Using moto I was able to mock an EMR cluster:
with moto.mock_emr():
client = boto3.client('emr', region_name='us-east-1')
client.run_job_flow(
Name='my_cluster',
Instances={
'MasterInstanceType': 'c3.xlarge',
'SlaveInstanceType': 'c3.xlarge',
'InstanceCount': 3,
'Placement': {'AvailabilityZone': 'us-east-1a'},
'KeepJobFlowAliveWhenNoSteps': True,
},
VisibleToAllUsers=True,
)
summary = client.list_clusters()
cluster_id = summary["Clusters"][0]["Id"]

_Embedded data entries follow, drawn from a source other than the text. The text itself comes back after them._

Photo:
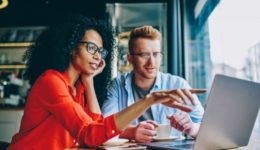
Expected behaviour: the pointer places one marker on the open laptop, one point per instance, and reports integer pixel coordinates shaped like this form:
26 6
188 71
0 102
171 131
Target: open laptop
229 118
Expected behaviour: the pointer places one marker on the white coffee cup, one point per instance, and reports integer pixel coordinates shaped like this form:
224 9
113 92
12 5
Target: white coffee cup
163 131
114 139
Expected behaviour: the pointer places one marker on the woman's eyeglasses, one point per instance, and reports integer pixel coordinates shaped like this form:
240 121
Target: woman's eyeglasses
92 48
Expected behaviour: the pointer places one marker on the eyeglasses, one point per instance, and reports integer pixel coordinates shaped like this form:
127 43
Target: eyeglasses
92 48
147 55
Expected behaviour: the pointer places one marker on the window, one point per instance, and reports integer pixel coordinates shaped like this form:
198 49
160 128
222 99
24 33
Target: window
222 37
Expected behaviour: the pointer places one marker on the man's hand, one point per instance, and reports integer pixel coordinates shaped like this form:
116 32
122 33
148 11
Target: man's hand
178 98
182 122
145 131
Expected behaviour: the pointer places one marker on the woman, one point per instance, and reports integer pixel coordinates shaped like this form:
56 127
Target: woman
62 109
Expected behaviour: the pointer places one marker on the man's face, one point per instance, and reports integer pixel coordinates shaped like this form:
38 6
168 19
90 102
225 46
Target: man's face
146 57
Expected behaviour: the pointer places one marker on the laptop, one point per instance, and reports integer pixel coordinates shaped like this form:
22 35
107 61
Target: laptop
229 118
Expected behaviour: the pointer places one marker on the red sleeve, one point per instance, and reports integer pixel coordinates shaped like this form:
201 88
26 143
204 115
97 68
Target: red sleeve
54 96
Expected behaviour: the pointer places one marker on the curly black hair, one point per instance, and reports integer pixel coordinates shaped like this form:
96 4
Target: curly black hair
53 48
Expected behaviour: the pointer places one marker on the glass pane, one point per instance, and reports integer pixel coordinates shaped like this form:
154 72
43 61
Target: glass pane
226 41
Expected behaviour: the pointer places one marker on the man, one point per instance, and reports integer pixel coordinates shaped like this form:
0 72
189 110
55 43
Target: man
145 56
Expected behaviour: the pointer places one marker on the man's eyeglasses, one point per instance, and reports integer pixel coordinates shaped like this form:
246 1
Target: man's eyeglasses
92 48
147 55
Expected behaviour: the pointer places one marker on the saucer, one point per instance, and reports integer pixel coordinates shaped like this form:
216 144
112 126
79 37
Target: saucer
164 138
117 142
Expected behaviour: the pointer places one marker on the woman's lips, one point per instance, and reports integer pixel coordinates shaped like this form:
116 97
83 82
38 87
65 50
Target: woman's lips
94 65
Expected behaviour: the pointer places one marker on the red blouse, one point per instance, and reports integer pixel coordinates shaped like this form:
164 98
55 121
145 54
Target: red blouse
55 119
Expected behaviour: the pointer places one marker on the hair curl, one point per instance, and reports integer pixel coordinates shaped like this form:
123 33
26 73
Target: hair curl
53 48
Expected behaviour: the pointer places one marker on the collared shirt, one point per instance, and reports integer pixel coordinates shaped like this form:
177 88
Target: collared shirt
120 96
55 119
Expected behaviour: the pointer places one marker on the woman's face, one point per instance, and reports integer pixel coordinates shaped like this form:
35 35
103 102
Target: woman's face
83 61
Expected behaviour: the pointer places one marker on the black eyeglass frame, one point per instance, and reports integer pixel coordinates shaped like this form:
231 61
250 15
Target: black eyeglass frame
103 52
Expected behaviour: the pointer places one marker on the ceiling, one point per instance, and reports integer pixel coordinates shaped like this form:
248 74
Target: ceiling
47 12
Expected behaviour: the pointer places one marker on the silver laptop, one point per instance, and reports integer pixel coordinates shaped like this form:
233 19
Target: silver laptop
229 118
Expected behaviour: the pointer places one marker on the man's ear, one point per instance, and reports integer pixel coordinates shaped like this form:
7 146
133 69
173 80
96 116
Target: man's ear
130 58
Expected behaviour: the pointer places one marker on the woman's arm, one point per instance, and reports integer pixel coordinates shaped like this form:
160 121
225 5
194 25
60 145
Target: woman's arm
90 94
174 98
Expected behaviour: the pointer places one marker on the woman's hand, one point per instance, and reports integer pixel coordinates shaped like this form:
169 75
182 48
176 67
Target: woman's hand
100 68
178 98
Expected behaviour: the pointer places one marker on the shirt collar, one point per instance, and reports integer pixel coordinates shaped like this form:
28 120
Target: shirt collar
157 84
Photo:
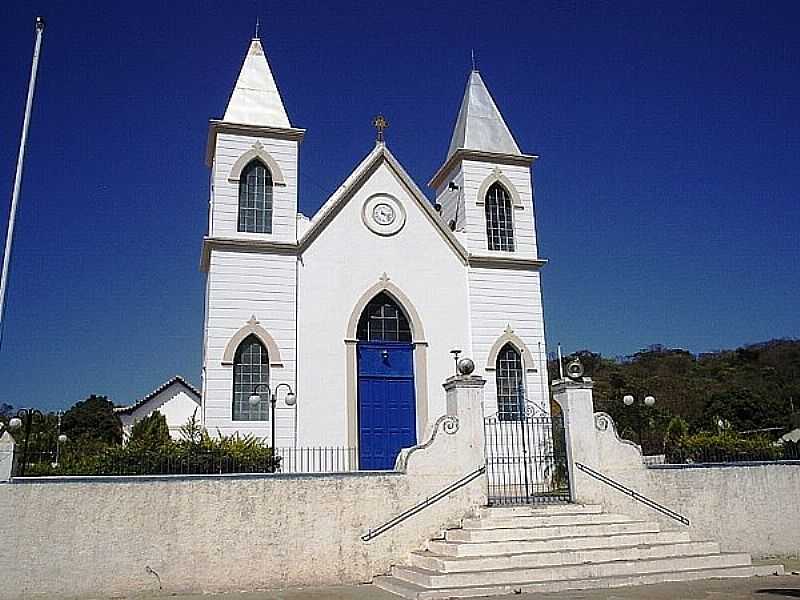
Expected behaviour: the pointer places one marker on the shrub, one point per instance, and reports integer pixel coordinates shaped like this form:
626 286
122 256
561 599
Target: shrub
725 446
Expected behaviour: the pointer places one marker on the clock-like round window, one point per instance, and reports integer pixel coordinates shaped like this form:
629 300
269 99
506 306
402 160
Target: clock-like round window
383 214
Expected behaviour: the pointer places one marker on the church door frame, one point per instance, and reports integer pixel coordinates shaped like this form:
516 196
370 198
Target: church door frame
419 352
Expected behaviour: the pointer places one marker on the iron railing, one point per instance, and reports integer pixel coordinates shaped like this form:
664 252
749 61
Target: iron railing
394 521
117 462
786 451
526 459
633 494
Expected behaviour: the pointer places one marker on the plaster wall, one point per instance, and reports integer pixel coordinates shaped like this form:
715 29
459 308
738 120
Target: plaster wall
470 175
106 536
501 299
225 193
745 507
336 270
175 403
241 285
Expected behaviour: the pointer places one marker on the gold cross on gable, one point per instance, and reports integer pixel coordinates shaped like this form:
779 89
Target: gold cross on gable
380 123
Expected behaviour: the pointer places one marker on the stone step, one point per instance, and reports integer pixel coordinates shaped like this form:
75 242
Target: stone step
446 548
539 533
543 520
416 592
541 510
449 564
617 568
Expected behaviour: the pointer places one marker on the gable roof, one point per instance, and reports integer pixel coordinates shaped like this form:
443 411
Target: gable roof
479 125
378 156
255 99
126 410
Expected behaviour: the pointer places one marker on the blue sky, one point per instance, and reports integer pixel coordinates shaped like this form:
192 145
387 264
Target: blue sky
666 193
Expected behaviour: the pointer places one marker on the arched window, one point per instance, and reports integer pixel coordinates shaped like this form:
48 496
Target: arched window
510 384
383 321
499 219
250 369
255 198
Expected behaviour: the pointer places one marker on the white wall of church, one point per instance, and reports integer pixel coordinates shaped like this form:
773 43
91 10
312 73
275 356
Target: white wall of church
470 175
175 403
337 269
240 285
225 193
501 298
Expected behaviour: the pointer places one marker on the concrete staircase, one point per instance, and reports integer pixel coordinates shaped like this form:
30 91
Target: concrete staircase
559 547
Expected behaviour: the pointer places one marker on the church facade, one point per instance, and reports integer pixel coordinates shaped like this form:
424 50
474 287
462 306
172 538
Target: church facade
355 311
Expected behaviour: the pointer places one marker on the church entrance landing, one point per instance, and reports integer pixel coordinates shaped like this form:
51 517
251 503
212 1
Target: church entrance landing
387 419
526 458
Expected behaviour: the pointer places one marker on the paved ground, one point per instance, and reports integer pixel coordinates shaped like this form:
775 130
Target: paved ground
756 588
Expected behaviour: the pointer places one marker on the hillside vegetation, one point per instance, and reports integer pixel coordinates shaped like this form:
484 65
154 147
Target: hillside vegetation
754 389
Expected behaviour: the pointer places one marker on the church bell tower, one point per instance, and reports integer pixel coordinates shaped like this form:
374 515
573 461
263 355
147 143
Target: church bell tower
249 256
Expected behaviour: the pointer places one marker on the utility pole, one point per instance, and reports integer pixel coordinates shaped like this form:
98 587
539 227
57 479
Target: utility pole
12 215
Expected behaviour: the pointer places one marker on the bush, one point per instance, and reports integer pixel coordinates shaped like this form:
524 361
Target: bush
151 451
725 446
151 432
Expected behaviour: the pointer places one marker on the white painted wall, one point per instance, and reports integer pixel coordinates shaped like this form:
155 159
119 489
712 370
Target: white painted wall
175 402
338 267
240 285
102 537
501 298
225 194
470 175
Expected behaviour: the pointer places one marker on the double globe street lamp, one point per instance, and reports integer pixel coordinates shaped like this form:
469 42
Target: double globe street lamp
648 402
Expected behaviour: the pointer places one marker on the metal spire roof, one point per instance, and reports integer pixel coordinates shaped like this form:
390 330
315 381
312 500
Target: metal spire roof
255 99
480 126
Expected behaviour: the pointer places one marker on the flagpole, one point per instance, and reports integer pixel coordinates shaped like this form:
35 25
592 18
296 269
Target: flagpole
18 177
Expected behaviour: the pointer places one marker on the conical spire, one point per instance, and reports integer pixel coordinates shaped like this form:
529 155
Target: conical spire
480 126
255 99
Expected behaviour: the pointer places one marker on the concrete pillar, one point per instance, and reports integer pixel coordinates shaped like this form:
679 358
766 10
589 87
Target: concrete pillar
464 396
575 399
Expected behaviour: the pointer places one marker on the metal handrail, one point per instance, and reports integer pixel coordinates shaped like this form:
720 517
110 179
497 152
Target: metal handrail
373 533
633 494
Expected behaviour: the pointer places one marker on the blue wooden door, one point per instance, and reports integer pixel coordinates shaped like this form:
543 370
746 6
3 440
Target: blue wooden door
387 416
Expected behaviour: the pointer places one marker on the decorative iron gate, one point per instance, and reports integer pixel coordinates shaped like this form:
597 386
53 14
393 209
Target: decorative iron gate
526 459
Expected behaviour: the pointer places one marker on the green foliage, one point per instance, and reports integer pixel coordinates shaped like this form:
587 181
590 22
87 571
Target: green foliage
152 432
93 422
150 451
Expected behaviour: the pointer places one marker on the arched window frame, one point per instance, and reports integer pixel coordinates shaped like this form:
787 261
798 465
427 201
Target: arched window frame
510 384
383 319
499 214
250 370
255 206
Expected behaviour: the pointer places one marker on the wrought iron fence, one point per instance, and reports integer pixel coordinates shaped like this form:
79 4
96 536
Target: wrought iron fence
526 459
117 461
726 455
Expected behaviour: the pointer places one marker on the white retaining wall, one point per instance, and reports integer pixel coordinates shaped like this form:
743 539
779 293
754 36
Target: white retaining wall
104 537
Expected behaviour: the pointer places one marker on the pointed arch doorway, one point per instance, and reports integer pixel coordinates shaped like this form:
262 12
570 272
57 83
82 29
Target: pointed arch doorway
387 419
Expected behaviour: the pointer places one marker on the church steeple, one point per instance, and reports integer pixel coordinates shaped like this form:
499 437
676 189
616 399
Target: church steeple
480 126
255 99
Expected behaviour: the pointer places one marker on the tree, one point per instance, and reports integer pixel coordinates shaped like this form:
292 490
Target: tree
152 432
93 421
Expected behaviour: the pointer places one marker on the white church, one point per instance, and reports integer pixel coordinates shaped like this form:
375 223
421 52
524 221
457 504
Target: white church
352 314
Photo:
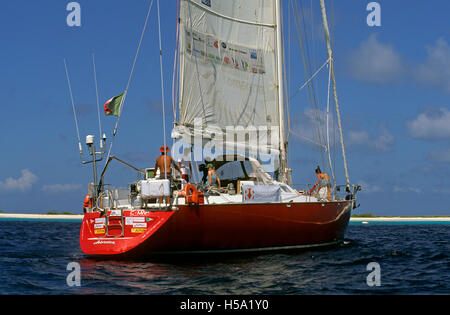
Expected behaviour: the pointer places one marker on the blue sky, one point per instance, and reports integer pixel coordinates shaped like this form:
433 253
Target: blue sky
393 85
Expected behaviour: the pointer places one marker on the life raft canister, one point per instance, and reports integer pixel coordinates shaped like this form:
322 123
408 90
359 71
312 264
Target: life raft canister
87 202
192 195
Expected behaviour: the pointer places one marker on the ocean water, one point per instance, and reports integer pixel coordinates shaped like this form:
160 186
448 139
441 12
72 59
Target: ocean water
412 259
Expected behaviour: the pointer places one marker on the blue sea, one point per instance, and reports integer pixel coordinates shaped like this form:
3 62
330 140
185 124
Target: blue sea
410 259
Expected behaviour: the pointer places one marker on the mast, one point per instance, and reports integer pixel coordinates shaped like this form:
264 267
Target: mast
282 171
330 57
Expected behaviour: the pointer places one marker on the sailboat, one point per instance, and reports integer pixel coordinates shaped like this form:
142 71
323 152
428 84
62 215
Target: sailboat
231 118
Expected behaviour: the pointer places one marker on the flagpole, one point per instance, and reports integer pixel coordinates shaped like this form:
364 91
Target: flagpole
129 81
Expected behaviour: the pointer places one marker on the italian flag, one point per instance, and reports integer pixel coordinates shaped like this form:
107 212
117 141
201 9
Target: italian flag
112 106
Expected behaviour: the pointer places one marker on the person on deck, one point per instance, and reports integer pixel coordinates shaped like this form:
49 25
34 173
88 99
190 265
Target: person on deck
213 178
324 182
164 163
185 167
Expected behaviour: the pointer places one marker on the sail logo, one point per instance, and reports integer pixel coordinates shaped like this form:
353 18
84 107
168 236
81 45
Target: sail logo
207 2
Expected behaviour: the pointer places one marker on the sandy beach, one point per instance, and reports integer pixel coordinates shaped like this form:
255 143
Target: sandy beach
400 219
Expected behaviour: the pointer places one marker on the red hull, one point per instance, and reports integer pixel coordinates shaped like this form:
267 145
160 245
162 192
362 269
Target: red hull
230 227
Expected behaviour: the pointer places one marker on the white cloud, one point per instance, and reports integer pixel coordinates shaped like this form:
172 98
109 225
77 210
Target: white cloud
369 188
376 62
407 189
436 68
22 183
383 142
434 124
58 188
440 156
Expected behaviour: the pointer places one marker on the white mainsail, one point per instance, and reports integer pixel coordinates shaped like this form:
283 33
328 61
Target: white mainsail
229 79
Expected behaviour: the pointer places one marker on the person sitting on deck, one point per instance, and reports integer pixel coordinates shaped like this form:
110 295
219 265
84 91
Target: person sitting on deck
324 182
213 179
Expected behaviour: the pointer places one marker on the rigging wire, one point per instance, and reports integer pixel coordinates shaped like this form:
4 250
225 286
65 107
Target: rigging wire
162 87
73 108
129 80
98 104
303 40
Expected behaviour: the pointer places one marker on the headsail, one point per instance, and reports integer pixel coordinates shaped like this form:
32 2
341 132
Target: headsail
229 80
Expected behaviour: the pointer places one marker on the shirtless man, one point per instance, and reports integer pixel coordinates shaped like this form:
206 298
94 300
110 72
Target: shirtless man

res = client.add_job_flow_steps(
JobFlowId=cluster_id,
Steps=[
{
"Name": "foo_step",
"ActionOnFailure": "CONTINUE",
"HadoopJarStep": {"Args": [], "Jar": "command-runner.jar"},
}
],
)
The added step seems to be in a STARTING state all the time. Is it possible to actually submit a Spark job to the mocked cluster and run it there?
I am building a utility that submit jobs to EMR clusters and I want to test it. I want to run a trivial Spark job using this utility and this is where the question is coming from. Note that I'm not interested in a Spark cluster or testing the correctness of the submitted Spark job. I am actually more interested in testing the flow of submitting a job to an EMR and examining the results (that ideally should be persisted on a mocked S3 bucket).